43. a) De uitwerking van dergelijke strategieën is een zeer veeleisende en complexe taak gezien het hoge aantal betrokken actoren (nationale en lokale autoriteiten, donors, particuliere sector, enz.). Ondersteunende activiteiten van de Commissie waarmee in het kader van het PEPA-programma (prioritair milieuprogramma voor toetreding) in 2000 een begin is gemaakt, worden voortgezet in het kader van een nieuw Phare-project voor verschillende landen dat aan het PEPA-programma is geïnspireerd en dat in 2003 zal worden uitgevoerd.
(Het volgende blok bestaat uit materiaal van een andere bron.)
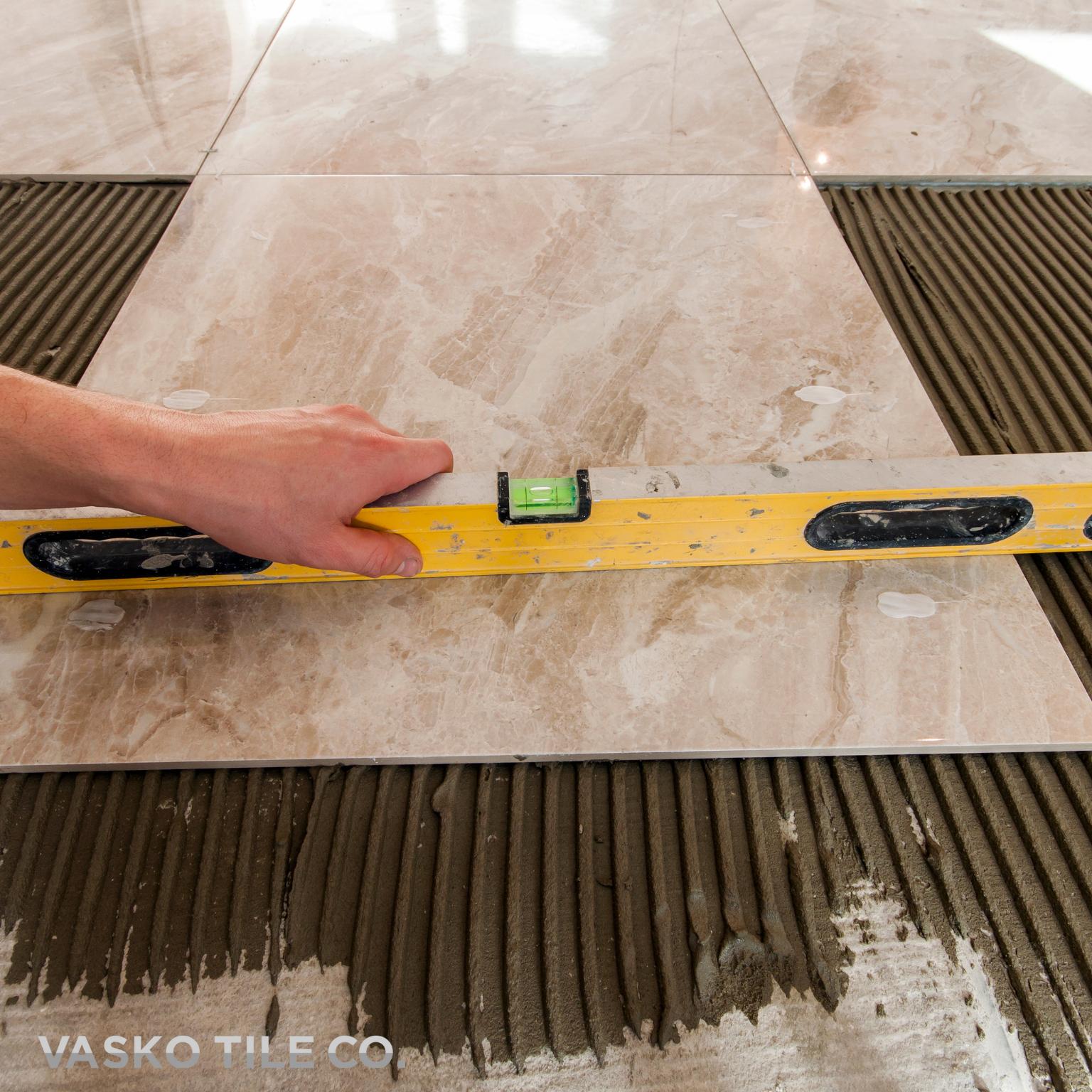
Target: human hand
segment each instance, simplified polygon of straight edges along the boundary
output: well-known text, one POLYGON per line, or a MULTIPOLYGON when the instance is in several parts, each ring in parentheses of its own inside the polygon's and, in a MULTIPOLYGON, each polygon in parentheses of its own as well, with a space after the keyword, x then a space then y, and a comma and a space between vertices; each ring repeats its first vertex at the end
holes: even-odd
POLYGON ((157 415, 161 428, 185 428, 136 501, 144 514, 271 561, 367 577, 420 572, 411 542, 351 521, 379 497, 450 471, 442 440, 407 438, 351 405, 177 416, 157 415))

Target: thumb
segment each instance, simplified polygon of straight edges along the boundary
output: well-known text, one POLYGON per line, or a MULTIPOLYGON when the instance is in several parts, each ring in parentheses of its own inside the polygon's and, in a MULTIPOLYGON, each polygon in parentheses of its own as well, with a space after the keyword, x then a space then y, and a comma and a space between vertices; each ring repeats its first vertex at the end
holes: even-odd
POLYGON ((412 542, 368 527, 333 527, 314 553, 302 563, 361 577, 416 577, 422 569, 420 550, 412 542))

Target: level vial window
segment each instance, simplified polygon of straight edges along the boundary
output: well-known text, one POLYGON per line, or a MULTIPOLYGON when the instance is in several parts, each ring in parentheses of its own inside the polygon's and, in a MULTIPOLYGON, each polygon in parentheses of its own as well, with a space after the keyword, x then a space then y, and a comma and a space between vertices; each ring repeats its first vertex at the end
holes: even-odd
POLYGON ((512 515, 574 515, 580 503, 577 479, 511 478, 508 485, 512 515))

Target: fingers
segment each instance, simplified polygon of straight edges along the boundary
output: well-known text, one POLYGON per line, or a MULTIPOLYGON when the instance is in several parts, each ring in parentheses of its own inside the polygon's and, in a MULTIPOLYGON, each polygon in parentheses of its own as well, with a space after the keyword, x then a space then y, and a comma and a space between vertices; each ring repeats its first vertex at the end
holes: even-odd
POLYGON ((361 466, 368 489, 373 492, 365 503, 399 492, 434 474, 446 474, 452 462, 451 448, 443 440, 399 438, 387 444, 370 465, 361 466))
POLYGON ((416 577, 422 569, 420 550, 401 535, 340 524, 308 547, 298 563, 361 577, 416 577))

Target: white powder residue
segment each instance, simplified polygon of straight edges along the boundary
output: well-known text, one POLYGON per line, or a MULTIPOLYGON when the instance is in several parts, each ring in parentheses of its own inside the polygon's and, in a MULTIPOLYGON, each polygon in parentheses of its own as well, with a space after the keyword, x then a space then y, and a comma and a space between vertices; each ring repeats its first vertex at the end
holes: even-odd
POLYGON ((200 410, 212 395, 207 391, 171 391, 163 396, 168 410, 200 410))
POLYGON ((937 613, 936 600, 917 593, 880 592, 876 605, 889 618, 931 618, 937 613))
POLYGON ((78 606, 68 620, 76 629, 102 633, 114 629, 124 616, 124 608, 119 607, 114 600, 91 600, 78 606))
POLYGON ((793 392, 802 402, 811 402, 817 406, 832 406, 846 397, 845 391, 836 387, 802 387, 793 392))

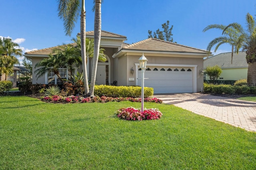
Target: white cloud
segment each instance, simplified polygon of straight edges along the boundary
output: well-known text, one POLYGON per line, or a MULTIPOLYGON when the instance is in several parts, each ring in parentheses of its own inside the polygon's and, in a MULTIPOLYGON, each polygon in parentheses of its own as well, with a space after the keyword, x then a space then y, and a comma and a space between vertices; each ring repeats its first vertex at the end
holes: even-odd
POLYGON ((37 50, 37 48, 33 48, 32 49, 28 49, 27 48, 25 49, 23 47, 20 47, 20 48, 22 50, 23 53, 26 53, 26 52, 31 51, 34 51, 37 50))
POLYGON ((216 55, 221 53, 229 53, 231 51, 230 51, 230 50, 227 50, 225 49, 218 49, 216 52, 214 52, 214 51, 213 50, 211 51, 211 52, 212 52, 212 54, 213 54, 214 55, 216 55))
POLYGON ((14 40, 13 40, 12 42, 16 43, 17 43, 18 44, 20 44, 20 43, 24 42, 25 40, 26 40, 26 39, 23 38, 16 38, 14 40))

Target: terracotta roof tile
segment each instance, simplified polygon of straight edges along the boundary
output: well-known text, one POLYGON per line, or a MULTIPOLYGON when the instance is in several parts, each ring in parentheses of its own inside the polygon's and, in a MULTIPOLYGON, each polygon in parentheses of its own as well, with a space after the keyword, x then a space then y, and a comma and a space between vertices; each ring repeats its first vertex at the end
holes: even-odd
POLYGON ((198 49, 155 38, 148 38, 123 47, 124 49, 165 52, 208 53, 198 49))
POLYGON ((204 68, 218 65, 221 68, 246 67, 248 64, 245 52, 234 53, 231 64, 231 52, 224 53, 210 57, 204 61, 204 68))
MULTIPOLYGON (((76 46, 76 43, 71 43, 69 44, 71 44, 74 46, 76 46)), ((26 52, 25 53, 25 55, 26 54, 34 54, 34 55, 48 55, 49 54, 52 53, 53 51, 56 49, 61 49, 67 45, 58 45, 55 47, 50 47, 49 48, 44 48, 43 49, 38 49, 38 50, 31 51, 29 52, 26 52)))
MULTIPOLYGON (((86 35, 89 36, 93 36, 94 32, 94 31, 88 31, 86 32, 86 35)), ((119 38, 122 39, 126 39, 126 37, 121 35, 117 34, 112 32, 108 32, 103 30, 101 30, 101 37, 112 37, 114 38, 119 38)))

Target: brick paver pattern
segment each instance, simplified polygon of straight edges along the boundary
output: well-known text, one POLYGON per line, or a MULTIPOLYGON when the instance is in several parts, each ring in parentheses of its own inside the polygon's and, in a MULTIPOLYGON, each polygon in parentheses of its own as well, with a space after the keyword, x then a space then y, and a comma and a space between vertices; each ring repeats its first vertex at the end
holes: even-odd
POLYGON ((256 102, 197 93, 157 94, 164 103, 256 132, 256 102))

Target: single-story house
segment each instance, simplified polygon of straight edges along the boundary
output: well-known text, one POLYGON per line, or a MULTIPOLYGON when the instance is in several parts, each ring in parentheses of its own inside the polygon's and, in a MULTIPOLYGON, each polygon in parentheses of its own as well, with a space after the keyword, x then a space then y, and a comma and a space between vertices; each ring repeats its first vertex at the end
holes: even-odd
MULTIPOLYGON (((25 77, 31 77, 32 73, 30 71, 25 67, 20 66, 14 66, 13 68, 13 73, 10 74, 9 75, 7 75, 6 80, 11 81, 12 82, 12 87, 16 87, 22 82, 21 78, 25 77)), ((2 75, 2 79, 0 81, 4 80, 6 78, 5 74, 3 74, 2 75)), ((32 77, 31 77, 32 78, 32 77)))
MULTIPOLYGON (((93 38, 94 32, 86 32, 86 36, 93 38)), ((108 84, 116 81, 118 86, 140 85, 138 59, 144 53, 148 60, 144 75, 148 79, 145 79, 144 86, 153 87, 154 93, 196 93, 203 89, 203 76, 200 70, 203 68, 204 58, 208 55, 207 51, 155 38, 132 44, 125 43, 126 40, 125 36, 102 31, 100 45, 105 50, 108 61, 98 63, 96 84, 108 84)), ((36 63, 48 57, 56 47, 27 52, 24 56, 32 59, 34 69, 36 63)), ((90 77, 92 59, 88 61, 90 77)), ((75 68, 73 72, 76 71, 81 71, 81 68, 75 68)), ((68 69, 61 68, 60 71, 63 78, 68 78, 68 69)), ((37 79, 33 75, 33 84, 57 84, 59 81, 52 73, 37 79)))
MULTIPOLYGON (((224 53, 209 57, 204 61, 204 69, 216 65, 220 67, 222 73, 218 79, 220 80, 238 80, 247 78, 248 64, 245 51, 233 53, 231 63, 231 52, 224 53)), ((210 80, 209 76, 204 75, 204 80, 210 80)))

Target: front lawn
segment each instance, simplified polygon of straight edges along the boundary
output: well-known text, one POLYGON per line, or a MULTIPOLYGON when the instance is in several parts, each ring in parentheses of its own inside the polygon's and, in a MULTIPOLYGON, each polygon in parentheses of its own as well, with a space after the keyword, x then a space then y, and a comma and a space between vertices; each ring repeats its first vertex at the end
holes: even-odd
POLYGON ((256 133, 164 104, 144 103, 159 120, 115 115, 130 106, 0 97, 0 169, 256 168, 256 133))
POLYGON ((237 99, 242 100, 246 100, 247 101, 252 101, 256 102, 256 97, 239 97, 237 99))

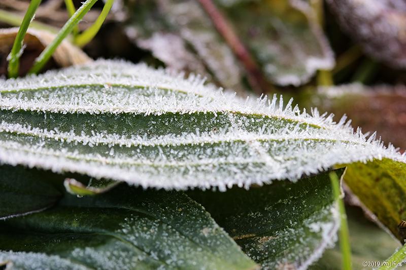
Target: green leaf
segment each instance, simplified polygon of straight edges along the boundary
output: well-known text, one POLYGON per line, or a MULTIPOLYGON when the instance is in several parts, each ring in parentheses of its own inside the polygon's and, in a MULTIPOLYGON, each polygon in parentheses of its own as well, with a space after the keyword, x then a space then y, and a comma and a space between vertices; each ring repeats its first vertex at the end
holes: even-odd
POLYGON ((0 226, 0 261, 19 269, 257 267, 180 191, 124 184, 98 196, 67 194, 56 207, 0 226))
POLYGON ((297 183, 188 194, 264 269, 307 269, 336 241, 340 213, 328 172, 297 183))
POLYGON ((98 61, 0 83, 0 162, 12 165, 224 190, 406 161, 345 118, 335 124, 275 96, 245 100, 143 65, 98 61))
MULTIPOLYGON (((399 242, 387 232, 365 217, 361 208, 347 205, 346 212, 348 217, 353 269, 373 269, 372 267, 365 267, 362 264, 365 261, 377 262, 375 268, 377 268, 378 262, 382 265, 387 258, 401 247, 399 242)), ((334 248, 326 250, 323 257, 309 269, 341 269, 342 256, 339 247, 336 245, 334 248)))
POLYGON ((60 193, 19 166, 0 166, 0 219, 40 211, 55 204, 60 193))
POLYGON ((406 220, 406 165, 388 159, 348 166, 344 180, 392 234, 403 243, 398 225, 406 220))
POLYGON ((110 190, 121 182, 110 179, 90 179, 87 186, 74 178, 66 178, 63 185, 69 193, 79 196, 95 195, 110 190))

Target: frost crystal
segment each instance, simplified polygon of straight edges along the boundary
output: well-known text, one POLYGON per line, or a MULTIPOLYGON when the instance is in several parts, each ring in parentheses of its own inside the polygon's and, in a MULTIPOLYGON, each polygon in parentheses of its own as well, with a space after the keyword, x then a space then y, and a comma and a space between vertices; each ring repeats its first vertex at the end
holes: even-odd
POLYGON ((0 162, 143 187, 209 188, 295 181, 388 158, 375 134, 311 115, 282 97, 242 99, 165 70, 100 60, 2 81, 0 162), (279 104, 277 105, 277 104, 279 104))

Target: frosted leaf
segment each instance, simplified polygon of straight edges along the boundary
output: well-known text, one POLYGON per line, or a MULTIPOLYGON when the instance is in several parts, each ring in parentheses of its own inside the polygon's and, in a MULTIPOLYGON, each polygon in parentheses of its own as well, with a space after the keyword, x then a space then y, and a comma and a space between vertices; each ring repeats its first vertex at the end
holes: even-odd
POLYGON ((332 192, 326 172, 294 183, 188 194, 262 269, 289 264, 306 269, 336 241, 340 214, 332 192))
MULTIPOLYGON (((304 1, 215 2, 270 81, 300 85, 317 69, 333 67, 332 51, 304 1)), ((242 90, 247 70, 198 3, 155 0, 133 10, 126 33, 138 46, 170 68, 202 74, 224 88, 242 90)))
POLYGON ((0 162, 144 187, 209 188, 296 181, 337 164, 401 163, 345 118, 282 98, 243 100, 164 70, 97 61, 3 81, 0 162), (279 104, 279 106, 276 104, 279 104))
POLYGON ((97 196, 65 194, 55 207, 0 228, 0 262, 17 269, 257 268, 179 191, 123 184, 97 196))

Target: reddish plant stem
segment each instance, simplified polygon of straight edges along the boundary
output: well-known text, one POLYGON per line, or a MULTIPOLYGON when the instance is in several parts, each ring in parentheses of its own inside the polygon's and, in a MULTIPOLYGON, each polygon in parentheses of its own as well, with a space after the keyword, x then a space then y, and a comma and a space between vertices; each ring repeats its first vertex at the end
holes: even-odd
POLYGON ((266 81, 250 52, 234 33, 212 0, 198 0, 198 2, 210 17, 217 31, 245 67, 248 81, 252 89, 258 95, 272 92, 272 86, 266 81))

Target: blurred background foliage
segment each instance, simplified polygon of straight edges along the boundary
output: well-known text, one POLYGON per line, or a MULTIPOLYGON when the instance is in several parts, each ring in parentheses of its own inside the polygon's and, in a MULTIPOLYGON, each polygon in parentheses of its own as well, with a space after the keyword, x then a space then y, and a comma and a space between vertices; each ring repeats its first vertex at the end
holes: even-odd
MULTIPOLYGON (((74 1, 76 8, 80 2, 74 1)), ((0 28, 19 25, 29 3, 0 0, 0 28)), ((80 31, 94 22, 103 5, 96 3, 80 31)), ((33 26, 55 31, 68 19, 63 0, 44 1, 33 26)), ((7 34, 0 33, 3 75, 14 41, 7 34)), ((36 34, 32 40, 44 40, 36 34)), ((27 44, 22 69, 28 70, 43 49, 35 41, 27 44)), ((404 0, 116 0, 83 49, 92 59, 123 58, 185 76, 199 74, 242 96, 293 97, 300 107, 310 111, 317 106, 334 113, 336 121, 345 113, 353 126, 377 131, 385 143, 406 149, 404 0)), ((76 63, 54 58, 47 68, 76 63)), ((379 230, 354 214, 359 209, 351 209, 350 229, 360 232, 352 234, 353 244, 367 245, 370 234, 379 230)), ((380 247, 388 251, 354 260, 384 259, 394 251, 398 244, 380 232, 386 237, 380 247)), ((376 243, 370 246, 377 248, 376 243)), ((361 250, 369 250, 353 247, 356 253, 361 250)), ((326 256, 333 258, 334 252, 326 256)))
b) De Commissie heeft nog geen financieringsaanvragen ontvangen voor projecten in verband met luchtverontreiniging die voldoen aan de vereiste subsidiabiliteitscriteria; projecten voor vast afval moeten voldoen aan de voorwaarden van de desbetreffende EG-richtlijnen en moeten verenigbaar zijn met de sectorale plannen.
c) Het subsidiepercentage bedraagt gemiddeld 65 %. De Commissie is van oordeel dat de criteria voor het bepalen van een adequaat subsidieniveau duidelijk zijn: zij omvatten de toepassing van het beginsel dat de vervuiler betaalt, de beschikbaarheid van eigen middelen voor het dekken van de exploitatie- en onderhoudskosten, betaalbaarheid, kredietwaardigheid van het bedrijf waaraan de ISPA-subsidies worden toegekend, beschikbaarheid van cofinanciering met IFI's.
d) De Commissie werkt, indien nodig, gedurende de volledige projectcyclus samen met de EIB, de EBWO en andere IFI; de Commissie heeft onlangs richtsnoeren vastgesteld voor PPP's die de voorbereiding van voor financiering door de Gemeenschap geschikte projecten met PPP's moeten vergemakkelijken.
44. Tekortkomingen in een aantal financieringsaanvragen hebben niet geleid tot moeilijkheden bij het opnemen van de kredieten voor milieuprojecten in 2000. De Commissie is het echter met de Rekenkamer eens dat de kandidaat-lidstaten moeilijkheden ondervinden bij het uitschrijven van aanbestedingen en het sluiten van contracten. De Commissie verleent steun om deze tekortkomingen weg te werken.
45. a) In haar dialoog met de kandidaat-lidstaten moedigt de Commissie hen aan om de technische bijstand van ISPA te gebruiken voor de voorbereiding van een reeks projecten voor ISPA en het Cohesiefonds. De kandidaat-lidstaten zijn daarmee begonnen doch de inspanningen moeten worden voortgezet om ervoor te zorgen dat er een voldoende aantal projecten voorhanden is, met name voor het Cohesiefonds.
b) De Commissie heeft in 2000 twee contracten voor technische bijstand gesloten en in 2001 nog een contract voor het verlenen van advies over kwesties in verband met PPP's.
c) De Commissie verstrekt advies en technische bijstand om de capaciteit in de kandidaat-lidstaten op het gebied van overheidsopdrachten te versterken.
d) De keuze van het contractmodel berust op technische overwegingen.
e) De Commissie is het eens met de Rekenkamer. In de ISPA-maatregelen zijn in de regel dienstverleningscontracten voor met toezicht belaste ingenieurs opgenomen.